” False Witness,” set in Massachusetts 1692
False Witness is based on the shocking events that occurred in the strongly Puritan Village of Salem, Massachusetts in 1692.
Two years previous Samuel Parris had come to work as Minister in the village of Salem. He brought with him his wife, Elizabeth; 6-year-old daughter Betty and African slave, Tituba. Tituba was known to tell Betty and her friends tales of ‘omen and voodoo’ from her native land.
During the winter of 1692, Betty became strangely ill. She was seen running all around the house, complaining of fever and a biting sensation, and generally writhing in pain. A doctor was called in but was unable to explain her afflictions and therefore put them down to witchcraft.
Modern interpretations of the illness include epilepsy. Child abuse is also now cited as a possible cause of Betty’s behaviour.
Meanwhile, several of Betty’s friends also came down with the illness. A surge of fear and anger rose up in the village, with the public ‘hell bent ‘ on finding the witch or witches responsible.
Poor old Tituba was, of course, the first to be blamed and put on trial. Scared of being hanged, she decided to admit to being a witch. She even told stories of how she had met the devil personally and regularly spent time flying around the skies on broomsticks with several other local women. This admission only increased the general hysteria and a large-scale witch-hunt ensued.
If suspected, ‘witches’ were immediately thrown into prison. In some cases trials were set up, which would usually result in a guilty verdict and subsequent hanging. A special witch court was set up which bore little similarity to courtrooms that we know today. A lot of the evidence was just gossip shouted from the public gallery.
By late 1692, educated people tried to end the hysteria and through the publishing of a number of influential books, the tide of hysteria began to ebb and common sense prevailed. In October 1692, the Governor forbade further trials.
Within a few months, 19 witches had been hung to death. Hundreds more had been imprisoned. 2 dogs were killed (they were seen as the witches’ or Satan’s messengers).
What on earth possessed them?
The Salem Witch trial was outrageous atrocity. It seems inconceivable that such hysteria and knee jerk reaction should take place.

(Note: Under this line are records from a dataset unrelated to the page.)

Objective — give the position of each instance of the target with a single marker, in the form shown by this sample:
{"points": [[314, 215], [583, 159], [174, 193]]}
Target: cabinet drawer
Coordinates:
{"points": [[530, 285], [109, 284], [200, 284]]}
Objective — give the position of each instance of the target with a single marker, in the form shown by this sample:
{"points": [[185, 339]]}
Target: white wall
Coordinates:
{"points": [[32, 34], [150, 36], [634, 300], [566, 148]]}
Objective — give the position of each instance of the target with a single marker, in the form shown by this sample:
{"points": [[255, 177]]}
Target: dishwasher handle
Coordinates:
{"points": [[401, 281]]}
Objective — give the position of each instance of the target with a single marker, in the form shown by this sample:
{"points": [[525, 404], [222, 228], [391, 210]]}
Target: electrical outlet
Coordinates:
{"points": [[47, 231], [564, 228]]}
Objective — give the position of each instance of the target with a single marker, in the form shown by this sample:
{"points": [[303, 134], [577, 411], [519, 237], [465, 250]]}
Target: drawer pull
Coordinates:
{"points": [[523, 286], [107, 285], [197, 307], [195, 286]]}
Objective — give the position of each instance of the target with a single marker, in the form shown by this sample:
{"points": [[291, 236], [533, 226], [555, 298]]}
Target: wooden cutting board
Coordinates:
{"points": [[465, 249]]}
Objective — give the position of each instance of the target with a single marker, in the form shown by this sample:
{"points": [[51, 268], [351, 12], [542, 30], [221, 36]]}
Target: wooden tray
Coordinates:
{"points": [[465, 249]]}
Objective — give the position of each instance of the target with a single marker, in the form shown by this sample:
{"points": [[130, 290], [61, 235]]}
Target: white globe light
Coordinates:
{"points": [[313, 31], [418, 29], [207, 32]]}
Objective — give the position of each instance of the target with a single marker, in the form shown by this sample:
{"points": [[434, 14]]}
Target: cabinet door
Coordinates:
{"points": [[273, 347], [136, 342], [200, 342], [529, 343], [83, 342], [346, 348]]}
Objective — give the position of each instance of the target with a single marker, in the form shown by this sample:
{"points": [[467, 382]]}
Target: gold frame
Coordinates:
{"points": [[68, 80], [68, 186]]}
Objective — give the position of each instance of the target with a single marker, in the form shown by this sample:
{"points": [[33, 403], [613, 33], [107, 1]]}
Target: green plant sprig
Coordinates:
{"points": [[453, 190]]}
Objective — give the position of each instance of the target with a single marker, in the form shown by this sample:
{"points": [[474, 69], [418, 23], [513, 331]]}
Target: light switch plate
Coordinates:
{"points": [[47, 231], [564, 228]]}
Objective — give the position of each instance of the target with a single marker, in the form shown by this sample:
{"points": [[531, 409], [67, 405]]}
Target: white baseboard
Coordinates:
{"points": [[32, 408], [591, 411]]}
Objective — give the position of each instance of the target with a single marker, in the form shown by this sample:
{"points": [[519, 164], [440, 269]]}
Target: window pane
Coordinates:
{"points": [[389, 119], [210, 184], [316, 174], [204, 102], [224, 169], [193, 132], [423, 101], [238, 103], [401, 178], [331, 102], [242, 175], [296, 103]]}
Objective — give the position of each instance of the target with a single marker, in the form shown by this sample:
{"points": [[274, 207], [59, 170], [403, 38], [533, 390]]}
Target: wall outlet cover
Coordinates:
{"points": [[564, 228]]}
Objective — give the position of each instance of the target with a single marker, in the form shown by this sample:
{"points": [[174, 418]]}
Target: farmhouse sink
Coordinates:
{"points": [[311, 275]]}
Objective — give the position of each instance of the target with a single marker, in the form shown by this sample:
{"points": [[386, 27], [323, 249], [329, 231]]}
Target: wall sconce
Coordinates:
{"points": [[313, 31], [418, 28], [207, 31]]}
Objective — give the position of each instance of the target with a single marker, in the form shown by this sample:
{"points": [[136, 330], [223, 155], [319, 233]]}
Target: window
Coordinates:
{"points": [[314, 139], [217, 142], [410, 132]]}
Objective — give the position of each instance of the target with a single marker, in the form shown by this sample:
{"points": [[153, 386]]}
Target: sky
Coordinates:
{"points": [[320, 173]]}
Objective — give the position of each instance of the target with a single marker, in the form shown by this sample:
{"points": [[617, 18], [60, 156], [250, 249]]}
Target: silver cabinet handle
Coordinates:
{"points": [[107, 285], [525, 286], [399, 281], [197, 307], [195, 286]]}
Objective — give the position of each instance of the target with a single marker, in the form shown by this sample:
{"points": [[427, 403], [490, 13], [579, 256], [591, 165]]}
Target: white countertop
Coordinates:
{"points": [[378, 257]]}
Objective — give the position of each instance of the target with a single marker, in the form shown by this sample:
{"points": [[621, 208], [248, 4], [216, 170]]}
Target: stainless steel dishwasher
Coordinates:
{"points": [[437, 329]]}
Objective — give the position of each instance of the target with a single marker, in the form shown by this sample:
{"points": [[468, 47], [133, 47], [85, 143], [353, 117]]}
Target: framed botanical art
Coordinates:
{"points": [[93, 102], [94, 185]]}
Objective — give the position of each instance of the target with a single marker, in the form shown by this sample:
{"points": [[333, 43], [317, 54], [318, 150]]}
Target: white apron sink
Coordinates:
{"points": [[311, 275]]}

One theory of the whole saga is that the Puritan society, based on extremely strict moral standards, was undergoing a lot of change at the time. The temptation of commerce and ‘worldly goods’ was at odds with their strict religious views. Young people were becoming ungodly in the eyes of elders. The Puritans reacted to this change with guilt and fear, and started blaming ‘witches’ for their moral downfall.